This final testimony, in a way, ends my thoughts on the association between Honour and Fidelity. Therein can be found the wellspring of our motto.

Fidelity is the breath of honour: it animates it. It is even a (defining) principle. It therefore takes on a whole other dimension than the static, cold or austere aspect that the word seems to take on today.

On the contrary, fidelity is an initiating state of being which then opens the doors to adventure and the unexpected.

Contrary to the current state of affairs and the view that loyalty would tend to disappear from a world which condones any behaviour and taking into account the modern tendency to “let go” at the slightest difficulty or weariness encountered, this virtue of Fidelity is a coveted weapon of resilience.
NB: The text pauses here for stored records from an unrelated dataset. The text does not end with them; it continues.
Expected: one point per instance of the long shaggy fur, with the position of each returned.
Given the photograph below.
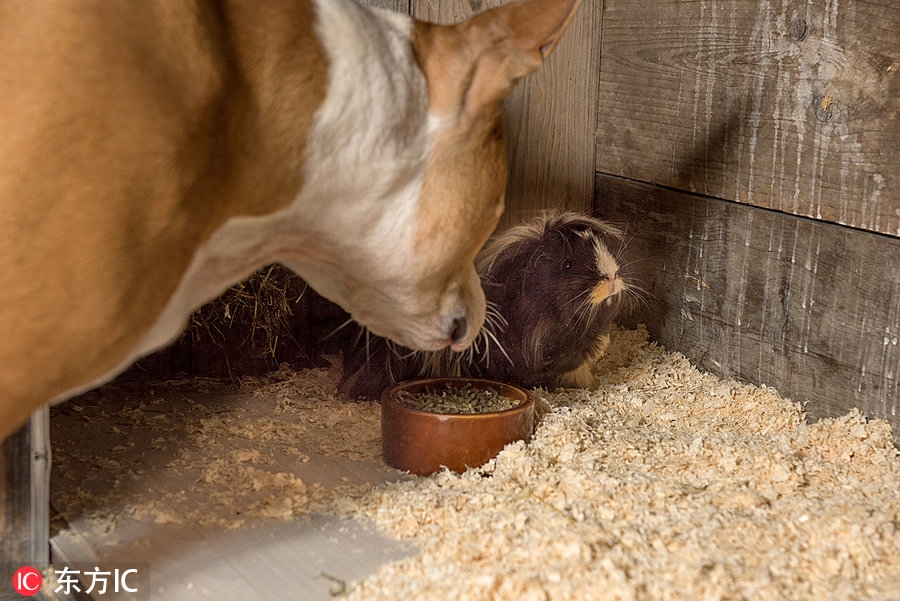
(553, 287)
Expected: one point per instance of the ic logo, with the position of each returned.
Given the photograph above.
(27, 581)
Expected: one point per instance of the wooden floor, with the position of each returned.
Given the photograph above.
(211, 493)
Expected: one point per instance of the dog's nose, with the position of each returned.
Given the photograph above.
(458, 330)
In fact, it is a source of (inner) peace in a world of torment. It is Fidelity that enables the mission to be fulfilled to the end: Fidelity to one's commitment, to one's leaders, to one's principles. To use the words of General Gillet in his work already cited (in the previous editorial), Fidelity is the "virtue which makes it possible to conquer the next ridgeline or to be able to stay the course for ten minutes longer" (2).

Loyalty is definitely a value of the future. For us, it lies at the heart of our commitment: "our honour is to do our work to the best of our ability, our Fidelity is to do it at least as well as our forebears" (3).

Legio Patria Nostra
Brigadier General Alain Lardet Commander of the Foreign Legion


(1) Émile Henriot, "Towards the Oasis" (1935), cited in the dictionary of the Foreign Legion under the Honour and Loyalty chapter.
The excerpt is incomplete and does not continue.